Reviewed by Dr. Qian Zhang

8 September 2014

The book is part of six-book series from the Collins’ Academic Skills Series and published in 2013. In addition, the series has won the Innovation in Learner Resources award at the British Council ELTons 2014. This self-study course book is designed for “students on pre-sessional or Foundation courses as well as for first year undergraduate students.”

The book is divided into 11 chapters and covers six areas: 1) the writing purpose 2) the expectations of the academic reader 3) content and research 4) academic principles 5) language points and 6) the writing process. A short essay and a completed university essay are included in the appendices with comments on the strengths, weaknesses and differences between the two examples. illustrating the differences with authentic material can help students understand university expectations and practices. Four chapters are dedicated to the importance of language elements in academic writing development, for example, how to use the appropriate vocabulary and tenses to improve accuracy, formality, structure and paraphrasing skills. There is no doubt that good understanding of sentence structure can improve reading comprehension, but Chapter 7 appears to only focus on the skills of analysing sentence structure and identifying structural and argumentational signposts, for instance, showing seven basic sentence types (subject / verb / object).

Each chapter follows the same structure: 1) aims 2) a self-evaluation quiz 3) information on academic expectation and guidelines on how to develop academic skills 4) practical exercises 5) tips 6) glossary and 7) remember section. Self-evaluation quizzes can be effective in helping students to identify what they already know and what they need to learn. However, there are no answers or explanations after the quiz and it is unclear how students can identify their strengths and weaknesses by doing this exercise.

Overall, for a self-study course book, it seems to lack interactional elements. The whole book is presented in black and white with many different font styles. It is text-heavy as there are no pictures, images, audios or videos included, although text boxes and shaded grey are used to highlight different texts. Students might find it difficult to engage with the materials and the exercises due to the way they are presented and the lack of interactivity.
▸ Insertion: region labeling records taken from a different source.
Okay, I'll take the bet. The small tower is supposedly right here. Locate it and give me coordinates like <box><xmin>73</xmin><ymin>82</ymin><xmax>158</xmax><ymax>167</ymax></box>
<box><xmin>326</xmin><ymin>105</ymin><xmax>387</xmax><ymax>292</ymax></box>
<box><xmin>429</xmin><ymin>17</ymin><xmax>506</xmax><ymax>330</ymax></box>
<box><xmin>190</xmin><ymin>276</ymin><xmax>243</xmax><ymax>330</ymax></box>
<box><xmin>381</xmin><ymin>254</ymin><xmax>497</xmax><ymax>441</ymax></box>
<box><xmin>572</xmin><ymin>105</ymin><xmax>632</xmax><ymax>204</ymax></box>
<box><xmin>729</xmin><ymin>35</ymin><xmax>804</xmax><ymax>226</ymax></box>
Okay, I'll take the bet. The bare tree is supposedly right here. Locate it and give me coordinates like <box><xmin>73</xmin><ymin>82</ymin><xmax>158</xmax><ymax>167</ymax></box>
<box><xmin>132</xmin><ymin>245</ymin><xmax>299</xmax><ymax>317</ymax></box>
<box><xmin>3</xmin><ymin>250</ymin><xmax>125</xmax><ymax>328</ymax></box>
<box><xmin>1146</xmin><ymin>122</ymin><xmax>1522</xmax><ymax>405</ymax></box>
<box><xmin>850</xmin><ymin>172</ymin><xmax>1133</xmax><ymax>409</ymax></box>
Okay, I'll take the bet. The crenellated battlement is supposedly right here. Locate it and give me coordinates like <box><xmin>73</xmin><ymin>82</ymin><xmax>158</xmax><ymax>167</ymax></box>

It is suitable for students on pre-sessional or Foundation courses but I am not sure it is suitable for first year undergraduate students as Home/EU students will be struggling with the terminologies used to explain language points, such as ‘pre-modifiers’, ‘head noun’, ‘conjugated verbs’, ‘grammatical framework’. Many example texts are either from IELTS or TOEFL, which Home students are not familiar with. Furthermore, those texts do not always meet university academic writing requirements because students will be expected to write within specific disciplines. In addition, the book would benefit from including critical thinking as a key area.

In short, the book does provide the basic skills that students need to move from IELTS or TOEFL performance to university study. However, students may be unwilling to engage with the exercises due to the text-heavy feature. Unfortunately, I was unable to find out the innovative factors in this text.